Intermizoo brevetta metodo con Università di Padova

Avere nelle stalle latte più buono e nei caseifici più formaggio ora si può grazie a Pro Caseus, un nuovo metodo per predire l’attitudine casearia del latte di un bovino grazie all’ausilio di un chip genico brevettato da Intermizoo e dall’Università di Padova. L’Istituto interregionale per il miglioramento del patrimonio zootecnico presenta, in anteprima, le ricerche effettuate in partnership con Unipd, un contributo destinato a rivoluzionare il mondo lattiero-caseario. Con il nuovo indice Pro Caseus, si stima un aumento di produzione di formaggio fino al 10%. E il segno più non è solo in quantità, ma soprattutto in qualità organolettica e sensoriale.

"Nel mondo il 70 per cento del latte viene trasformato in formaggio e l’Italia è tra i primi 10 Paesi produttori. Da qui la necessità di uscire dalle logiche che abbiamo seguito fino ad oggi. E Pro Caseus rappresenta un cambio di prospettiva. Con questo metodo innovativo il produttore, cioè l’allevatore, può finalmente pensare alla destinazione del latte: il formaggio", ha spiegato Francesco Cobalchini, direttore generale di Intermizoo.

«Questo risultato – ha continuato Cobalchini – è il frutto di un grande lavoro di squadra tra il mondo della ricerca, Intermizoo e le organizzazioni degli allevatori, iniziato nel 2007 con il primo progetto di lavoro denominato “BullAbility” con la collaborazione del Dipartimento DAFNAE dell’Università di Padova per migliorare l’efficienza dell’intera filiera lattiero-casearia. Determinante è stato l’apporto di tutti coloro che ogni giorno si dedicano con passione a far crescere la nostra azienda e che hanno contribuito a portare Intermizoo nei 5 continenti». 
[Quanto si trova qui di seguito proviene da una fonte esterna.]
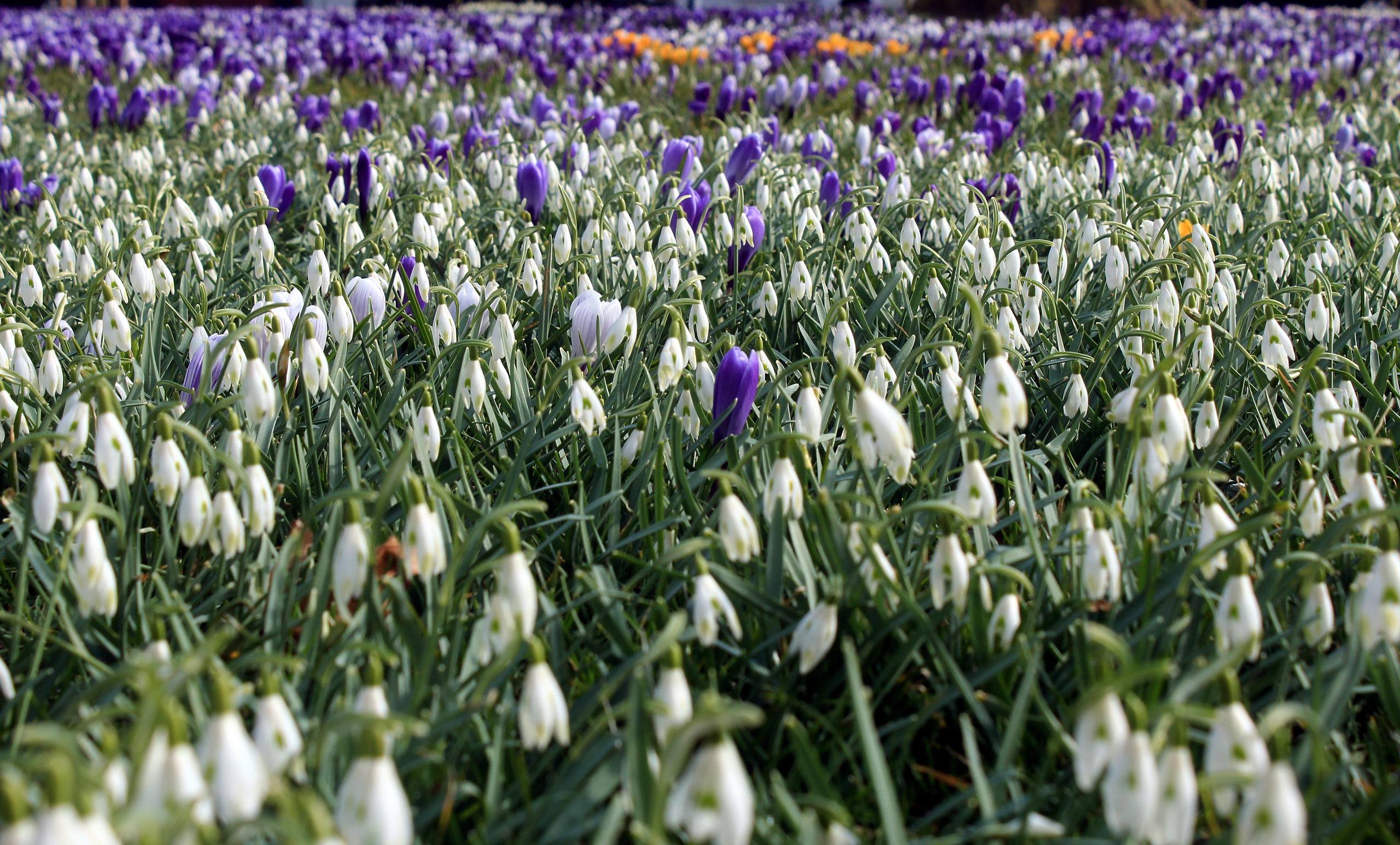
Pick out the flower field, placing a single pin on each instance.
(517, 424)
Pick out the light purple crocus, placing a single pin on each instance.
(533, 185)
(736, 385)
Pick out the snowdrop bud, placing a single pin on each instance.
(710, 608)
(544, 714)
(371, 808)
(814, 636)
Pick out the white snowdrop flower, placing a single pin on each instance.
(632, 447)
(1130, 788)
(586, 408)
(1234, 748)
(1274, 813)
(1238, 618)
(48, 493)
(113, 448)
(949, 573)
(843, 343)
(1006, 621)
(1278, 259)
(91, 574)
(472, 384)
(276, 732)
(1076, 396)
(238, 781)
(516, 602)
(1099, 731)
(1208, 421)
(259, 395)
(170, 473)
(226, 529)
(195, 511)
(371, 808)
(1319, 616)
(351, 560)
(1178, 799)
(783, 491)
(738, 532)
(975, 496)
(1003, 398)
(542, 711)
(814, 636)
(1171, 427)
(423, 548)
(883, 436)
(428, 434)
(710, 608)
(673, 364)
(809, 420)
(316, 370)
(673, 697)
(1378, 602)
(713, 799)
(258, 504)
(1102, 573)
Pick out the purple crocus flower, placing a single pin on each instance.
(364, 183)
(695, 203)
(724, 101)
(744, 159)
(533, 185)
(701, 98)
(736, 385)
(279, 189)
(678, 157)
(746, 253)
(136, 109)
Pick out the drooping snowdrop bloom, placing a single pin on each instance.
(1176, 803)
(423, 548)
(238, 781)
(713, 799)
(586, 408)
(883, 436)
(814, 636)
(710, 608)
(1274, 812)
(975, 496)
(1098, 732)
(48, 491)
(111, 445)
(738, 533)
(351, 559)
(673, 697)
(544, 714)
(949, 573)
(1131, 788)
(276, 732)
(371, 808)
(1003, 398)
(1234, 748)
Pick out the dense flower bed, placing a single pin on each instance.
(626, 424)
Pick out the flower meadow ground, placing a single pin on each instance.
(518, 424)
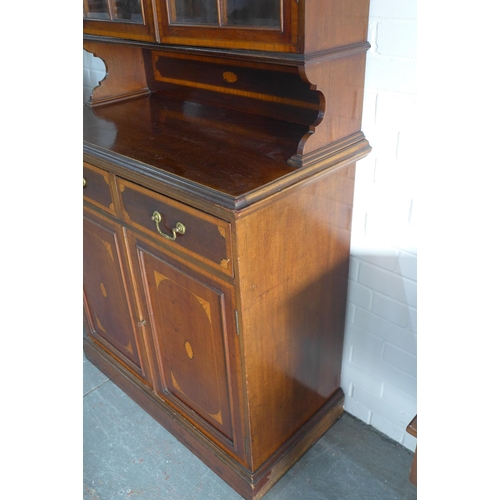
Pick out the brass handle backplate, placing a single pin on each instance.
(178, 229)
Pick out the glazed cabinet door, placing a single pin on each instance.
(194, 338)
(109, 303)
(132, 19)
(242, 24)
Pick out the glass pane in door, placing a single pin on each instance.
(128, 10)
(195, 12)
(254, 13)
(96, 9)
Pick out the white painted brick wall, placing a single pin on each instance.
(379, 374)
(379, 371)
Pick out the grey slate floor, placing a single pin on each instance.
(128, 455)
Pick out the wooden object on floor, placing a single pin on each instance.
(219, 164)
(412, 429)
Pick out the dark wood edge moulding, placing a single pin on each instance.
(256, 484)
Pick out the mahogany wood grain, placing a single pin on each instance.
(125, 73)
(292, 274)
(334, 23)
(251, 486)
(108, 297)
(193, 341)
(341, 82)
(231, 336)
(207, 238)
(97, 188)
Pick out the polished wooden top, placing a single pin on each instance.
(230, 152)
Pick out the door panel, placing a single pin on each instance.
(189, 329)
(106, 294)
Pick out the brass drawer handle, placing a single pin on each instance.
(178, 229)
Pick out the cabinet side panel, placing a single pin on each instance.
(334, 23)
(293, 271)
«L’indice Pro Caseus rappresenta un prodotto della collaborazione tra Università di Padova e Intermizoo, a favore degli allevatori italiani. La genetica italiana dispone, oggi più di ieri, di uno strumento innovativo e di eccellenza, rivolto al miglioramento della caseificazione del latte vaccino, in grado di mantenere quella posizione di leadership casearia indiscussa e riconosciuta nel mondo al nostro Paese», ha dichiarato il Prof. Martino Cassandro, del Dipartimento DAFNAE dell’Università di Padova.
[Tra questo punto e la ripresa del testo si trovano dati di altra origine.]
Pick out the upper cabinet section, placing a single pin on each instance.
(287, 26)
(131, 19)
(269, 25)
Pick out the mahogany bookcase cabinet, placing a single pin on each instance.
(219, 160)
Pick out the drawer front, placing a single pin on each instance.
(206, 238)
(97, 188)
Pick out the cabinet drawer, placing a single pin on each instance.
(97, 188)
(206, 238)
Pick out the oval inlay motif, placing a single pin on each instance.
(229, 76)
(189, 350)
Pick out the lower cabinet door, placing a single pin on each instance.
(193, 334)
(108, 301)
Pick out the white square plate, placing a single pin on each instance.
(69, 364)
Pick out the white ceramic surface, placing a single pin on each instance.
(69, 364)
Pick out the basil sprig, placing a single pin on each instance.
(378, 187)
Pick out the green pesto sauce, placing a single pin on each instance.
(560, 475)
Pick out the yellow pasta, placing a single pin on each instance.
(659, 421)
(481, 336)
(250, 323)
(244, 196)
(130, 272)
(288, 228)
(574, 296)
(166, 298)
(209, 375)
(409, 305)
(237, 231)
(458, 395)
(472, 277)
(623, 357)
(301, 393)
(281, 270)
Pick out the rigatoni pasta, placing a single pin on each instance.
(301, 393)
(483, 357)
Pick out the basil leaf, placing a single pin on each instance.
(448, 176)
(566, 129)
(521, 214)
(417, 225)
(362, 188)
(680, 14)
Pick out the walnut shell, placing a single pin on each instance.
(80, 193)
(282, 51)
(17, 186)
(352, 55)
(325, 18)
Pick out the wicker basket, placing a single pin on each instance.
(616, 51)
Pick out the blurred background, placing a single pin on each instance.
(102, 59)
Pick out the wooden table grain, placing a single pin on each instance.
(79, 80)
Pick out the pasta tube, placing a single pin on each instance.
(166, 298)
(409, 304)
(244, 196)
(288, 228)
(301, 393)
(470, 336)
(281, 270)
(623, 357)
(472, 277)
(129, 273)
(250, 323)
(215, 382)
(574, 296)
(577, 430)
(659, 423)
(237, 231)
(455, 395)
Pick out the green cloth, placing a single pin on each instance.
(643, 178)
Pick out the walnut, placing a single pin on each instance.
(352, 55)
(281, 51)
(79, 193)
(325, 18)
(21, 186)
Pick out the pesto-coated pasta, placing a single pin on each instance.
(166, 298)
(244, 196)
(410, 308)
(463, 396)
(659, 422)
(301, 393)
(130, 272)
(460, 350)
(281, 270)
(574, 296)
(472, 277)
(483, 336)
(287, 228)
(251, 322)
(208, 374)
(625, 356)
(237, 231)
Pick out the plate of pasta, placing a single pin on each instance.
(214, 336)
Pro Caseus misura la capacità del toro di generare figlie in grado di produrre un latte che può essere trasformato in maniera più efficiente in formaggio. Una scoperta a vantaggio dei consumatori finali, dei trasformatori e degli allevatori. Chi sceglie animali con indice Pro Caseus sa che sta scegliendo capi selezionati per la loro spiccata attitudine casearia e che producono più latte, più buono.

Un latte destinato ad essere trasformato in formaggio di alta qualità dovrebbe coagulare entro un determinato range di minuti, correlati alla tipologia di formaggi che si stanno producendo, e formare rapidamente una cagliata con una consistenza idonea alle successive lavorazioni, mentre un latte con un’attitudine casearia non ottimale, oltre ad avere una resa in formaggio inferiore, può influire sulla qualità finale del formaggio, sulla sua composizione, sull’incidenza di difetti e scarti, sul tempo e costo di trasformazione. Il nuovo indice Pro Caseus consente agli allevatori di migliorare la produzione del latte destinato alla trasformazione che tradotto significa più quantità, ma anche più qualità con ricadute positive in termini di sostenibilità per l’intera filiera.

Numeri alla mano, gli studiosi sostengono che il latte così ottenuto è più buono, rende meglio ed è più rispettoso dell'ambiente.